Guesting at Noah Smith's place, Dan Murphy seeks to explain why the financial sector grew to be such a large component of the US's economy during the 2000s. He offers three possibly explanations: finance became better at "making markets" by matching buyers and sellers, the need to manage risk became more important, and that people became convinced that employing financiars would help them boost their investment portfolios. Murphy suggests that the first two are not good explanations because they are static variables unable to explain change. He doesn't seem to think the third is as well, although it seems that way to me.

I don't think this is the right way to think about this. Instead, I'd rather embed finance into the broader US economy and then embed the broader US economy into the broader global economy. What changes have been taking place in the global economy over the past decade-plus that could help explain this? Two prominent things immediately come to mind:

1. The opening of capital accounts around the world, which began in the 1990s but accelerated dramatically during the 2000s.

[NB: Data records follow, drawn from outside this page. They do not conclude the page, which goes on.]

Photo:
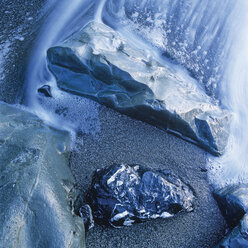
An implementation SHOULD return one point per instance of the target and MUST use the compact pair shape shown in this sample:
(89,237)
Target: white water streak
(233,166)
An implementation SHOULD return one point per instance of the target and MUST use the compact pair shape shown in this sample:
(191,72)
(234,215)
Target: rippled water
(208,38)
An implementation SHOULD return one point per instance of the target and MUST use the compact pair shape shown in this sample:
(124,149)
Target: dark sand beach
(126,140)
(121,139)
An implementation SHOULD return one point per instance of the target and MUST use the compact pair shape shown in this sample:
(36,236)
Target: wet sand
(121,139)
(126,140)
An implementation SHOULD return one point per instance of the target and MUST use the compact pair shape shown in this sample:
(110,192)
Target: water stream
(208,38)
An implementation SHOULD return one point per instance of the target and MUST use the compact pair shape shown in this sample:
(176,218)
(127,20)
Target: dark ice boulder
(98,63)
(121,195)
(36,185)
(233,202)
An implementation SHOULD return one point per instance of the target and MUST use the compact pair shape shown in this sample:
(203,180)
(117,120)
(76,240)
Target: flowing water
(208,38)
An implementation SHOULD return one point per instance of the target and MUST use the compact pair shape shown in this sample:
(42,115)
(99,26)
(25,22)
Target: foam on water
(63,111)
(208,38)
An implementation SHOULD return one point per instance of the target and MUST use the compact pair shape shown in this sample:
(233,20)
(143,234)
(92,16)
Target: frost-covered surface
(121,195)
(194,33)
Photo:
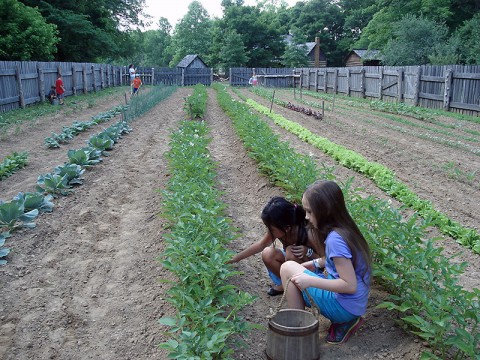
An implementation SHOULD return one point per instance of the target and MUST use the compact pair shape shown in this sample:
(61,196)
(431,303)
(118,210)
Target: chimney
(317,51)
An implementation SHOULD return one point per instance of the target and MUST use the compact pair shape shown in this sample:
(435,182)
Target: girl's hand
(298,250)
(301,281)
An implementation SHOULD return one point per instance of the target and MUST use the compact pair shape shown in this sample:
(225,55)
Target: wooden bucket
(293,335)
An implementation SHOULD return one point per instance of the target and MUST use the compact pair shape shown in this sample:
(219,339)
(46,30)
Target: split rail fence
(453,88)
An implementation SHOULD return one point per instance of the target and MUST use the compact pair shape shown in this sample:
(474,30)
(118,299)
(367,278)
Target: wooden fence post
(41,83)
(21,95)
(348,82)
(94,79)
(400,85)
(447,90)
(380,84)
(362,82)
(335,81)
(416,86)
(84,78)
(325,81)
(74,80)
(102,78)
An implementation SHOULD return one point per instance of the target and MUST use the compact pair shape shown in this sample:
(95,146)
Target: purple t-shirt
(356,303)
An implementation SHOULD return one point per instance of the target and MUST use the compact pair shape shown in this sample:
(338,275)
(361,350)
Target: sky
(175,10)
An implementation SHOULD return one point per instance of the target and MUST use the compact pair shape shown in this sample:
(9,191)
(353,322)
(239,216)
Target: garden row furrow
(400,250)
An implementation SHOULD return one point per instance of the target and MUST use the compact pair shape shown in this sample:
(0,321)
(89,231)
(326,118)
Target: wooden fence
(26,82)
(453,88)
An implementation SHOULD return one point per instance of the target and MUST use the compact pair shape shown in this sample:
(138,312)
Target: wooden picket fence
(27,82)
(453,88)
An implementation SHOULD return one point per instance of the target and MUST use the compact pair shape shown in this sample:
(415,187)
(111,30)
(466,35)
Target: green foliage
(25,34)
(233,53)
(414,40)
(295,54)
(439,311)
(53,184)
(13,212)
(12,163)
(32,201)
(208,307)
(73,172)
(83,157)
(383,177)
(192,33)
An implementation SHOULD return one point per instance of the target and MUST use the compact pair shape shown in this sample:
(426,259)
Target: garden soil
(84,284)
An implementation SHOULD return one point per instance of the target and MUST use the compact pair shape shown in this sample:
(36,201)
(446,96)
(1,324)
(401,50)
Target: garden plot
(83,284)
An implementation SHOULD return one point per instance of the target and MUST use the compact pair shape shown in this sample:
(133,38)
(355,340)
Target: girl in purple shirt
(341,292)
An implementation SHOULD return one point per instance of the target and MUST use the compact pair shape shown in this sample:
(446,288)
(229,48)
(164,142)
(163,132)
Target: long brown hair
(283,214)
(327,205)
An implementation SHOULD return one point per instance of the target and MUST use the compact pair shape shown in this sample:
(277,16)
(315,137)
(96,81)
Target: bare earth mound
(83,283)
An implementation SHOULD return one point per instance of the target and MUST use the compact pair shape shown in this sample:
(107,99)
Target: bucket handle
(314,306)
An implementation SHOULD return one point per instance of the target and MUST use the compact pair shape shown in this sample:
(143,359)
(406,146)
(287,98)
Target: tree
(156,45)
(24,33)
(296,52)
(323,18)
(90,29)
(415,40)
(233,51)
(192,33)
(468,36)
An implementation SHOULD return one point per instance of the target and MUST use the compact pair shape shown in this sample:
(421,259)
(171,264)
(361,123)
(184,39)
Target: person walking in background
(341,295)
(137,82)
(52,95)
(60,89)
(285,221)
(131,71)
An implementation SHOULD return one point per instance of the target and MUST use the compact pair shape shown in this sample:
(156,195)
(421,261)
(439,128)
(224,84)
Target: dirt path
(83,284)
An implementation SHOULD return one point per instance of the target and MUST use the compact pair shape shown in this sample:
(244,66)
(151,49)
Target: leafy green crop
(11,163)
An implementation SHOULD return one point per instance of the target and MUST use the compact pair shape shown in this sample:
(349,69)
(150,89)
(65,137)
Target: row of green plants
(11,163)
(21,211)
(423,283)
(78,127)
(346,110)
(426,115)
(208,307)
(196,104)
(383,177)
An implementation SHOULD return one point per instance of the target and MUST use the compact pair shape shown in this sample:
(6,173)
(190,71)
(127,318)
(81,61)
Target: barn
(192,62)
(363,58)
(316,57)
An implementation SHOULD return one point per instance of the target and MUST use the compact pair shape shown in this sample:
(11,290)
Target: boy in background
(137,82)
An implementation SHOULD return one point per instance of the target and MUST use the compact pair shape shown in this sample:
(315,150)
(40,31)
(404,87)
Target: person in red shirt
(137,82)
(60,89)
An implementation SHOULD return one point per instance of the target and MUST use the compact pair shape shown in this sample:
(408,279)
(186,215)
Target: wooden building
(192,62)
(316,57)
(363,58)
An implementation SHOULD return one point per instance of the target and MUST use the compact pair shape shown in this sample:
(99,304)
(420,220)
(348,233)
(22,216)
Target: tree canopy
(252,36)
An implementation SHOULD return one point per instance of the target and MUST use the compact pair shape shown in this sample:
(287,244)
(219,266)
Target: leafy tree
(24,33)
(90,29)
(156,45)
(296,52)
(233,51)
(192,33)
(415,40)
(323,18)
(260,32)
(468,36)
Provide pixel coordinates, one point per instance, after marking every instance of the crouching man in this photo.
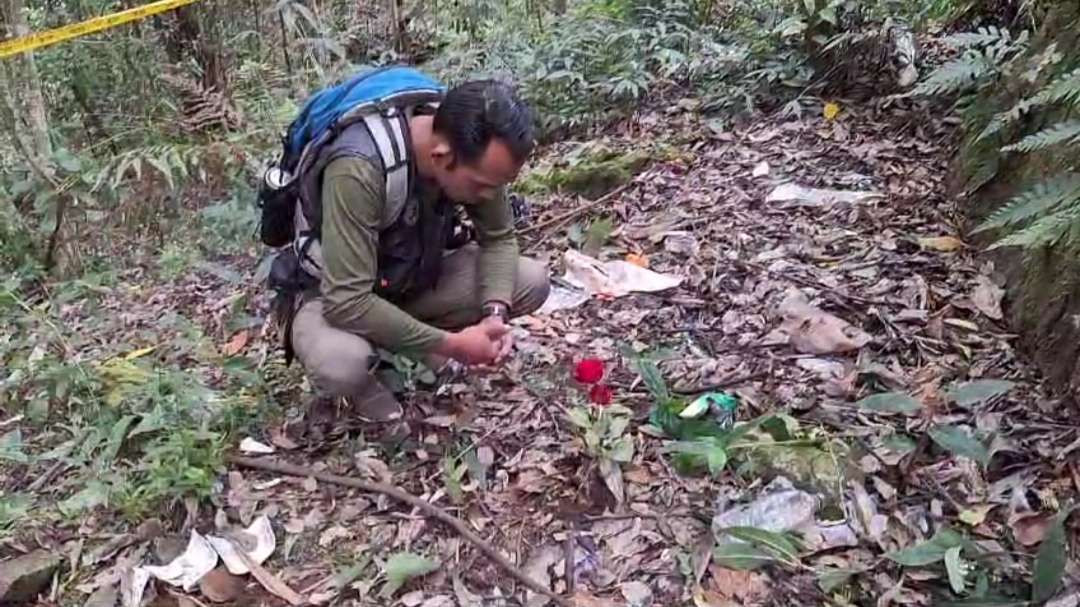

2. Changes in the global trading system, particularly the expansion of the GATT -- which added many new members following the end of the Cold War -- and the transition from the GATT to the WTO.

The cumulative effect of these two factors both forced encouraged the US to pursue its comparative advantage in high-skilled service labor (e.g. finance) and increased the market into which the US could sell its comparative advantage. The result is thus entirely predictable: finance becomes a bigger size of the US's economy, while comparatively disadvantaged sectors shrank. Factor in positive feedback dynamics in global financial markets and this isn't much of a mystery at all.